Environmental concerns could derail, or sharply limit, the projects
One of the reasons why the roads are likely to be expensive is because they would run through some of the most pristine and underdeveloped parts of the state.
Such a route could trigger reviews by federal wildlife officials, according to Matthew Schwartz, executive director of the South Florida Wildlands Association, an environmental nonprofit.

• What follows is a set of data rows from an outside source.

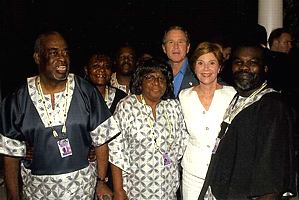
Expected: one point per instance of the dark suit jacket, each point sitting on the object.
(189, 79)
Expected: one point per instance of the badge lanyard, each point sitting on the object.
(63, 144)
(166, 157)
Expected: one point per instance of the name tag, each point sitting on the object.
(64, 147)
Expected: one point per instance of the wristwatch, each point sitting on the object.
(105, 180)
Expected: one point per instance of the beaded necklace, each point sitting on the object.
(50, 122)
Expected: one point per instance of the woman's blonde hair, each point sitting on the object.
(204, 48)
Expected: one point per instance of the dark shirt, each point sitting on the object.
(256, 156)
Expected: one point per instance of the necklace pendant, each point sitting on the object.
(63, 129)
(55, 133)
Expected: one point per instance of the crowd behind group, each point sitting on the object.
(218, 124)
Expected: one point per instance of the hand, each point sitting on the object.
(29, 152)
(92, 154)
(120, 195)
(103, 191)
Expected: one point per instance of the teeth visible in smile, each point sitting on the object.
(62, 67)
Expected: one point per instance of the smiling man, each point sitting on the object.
(176, 45)
(48, 126)
(255, 157)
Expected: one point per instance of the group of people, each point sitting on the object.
(153, 129)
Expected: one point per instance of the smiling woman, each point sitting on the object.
(146, 155)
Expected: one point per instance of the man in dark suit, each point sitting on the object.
(176, 45)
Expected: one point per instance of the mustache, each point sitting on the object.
(244, 74)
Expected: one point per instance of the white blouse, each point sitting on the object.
(203, 126)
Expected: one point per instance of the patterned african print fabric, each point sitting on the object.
(140, 147)
(24, 119)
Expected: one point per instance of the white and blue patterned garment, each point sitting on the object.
(139, 149)
(25, 121)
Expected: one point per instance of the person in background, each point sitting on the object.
(280, 40)
(203, 108)
(254, 155)
(125, 66)
(176, 45)
(146, 155)
(98, 71)
(57, 115)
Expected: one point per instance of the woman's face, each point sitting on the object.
(153, 86)
(207, 68)
(99, 71)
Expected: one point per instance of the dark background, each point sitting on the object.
(104, 25)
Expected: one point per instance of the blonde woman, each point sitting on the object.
(203, 108)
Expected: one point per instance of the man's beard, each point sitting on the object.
(128, 69)
(246, 81)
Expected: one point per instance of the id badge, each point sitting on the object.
(64, 147)
(167, 160)
(216, 145)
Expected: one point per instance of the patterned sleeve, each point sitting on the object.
(100, 117)
(117, 146)
(11, 138)
(181, 129)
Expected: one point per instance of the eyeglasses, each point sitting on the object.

While the roads' exact routes are still up in the air, they won’t be able to avoid the many rivers and streams that cross the state, such as the Suwannee and Caloosahatchee rivers.
Crossing those bodies of water would require authorization by the U.S. Army Corps of Engineers, Schwartz said. The Corps would, at a minimum, analyze the crossings and would reach out to the U.S. Fish and Wildlife Service for opinions on the environmental impacts.
He believes the Corps should take it a step further and analyze the entire projects, requiring a full environmental impact statement under the National Environmental Policy Act.
Already, a U.S. Fish and Wildlife Service biologist warned that the Polk-to-Collier counties route could lead to the extinction of the state animal, the Florida panther.
“This project would have very serious impacts on the Florida panther (basically a disaster for the panther)," the biologist wrote in an email to his boss in 2019, as lawmakers were debating the roadways.
If federal officials determined the projects posed an existential threat to endangered species, that could doom the roads or severely limit them. Other environmental groups think the scenario is unlikely, though. Even Schwartz admitted that federal environmental officials rarely stop such projects.
“The Fish and Wildlife Service, even though it’s the agency that enforces the endangered species act, is not in the business of stopping development,” Schwartz said.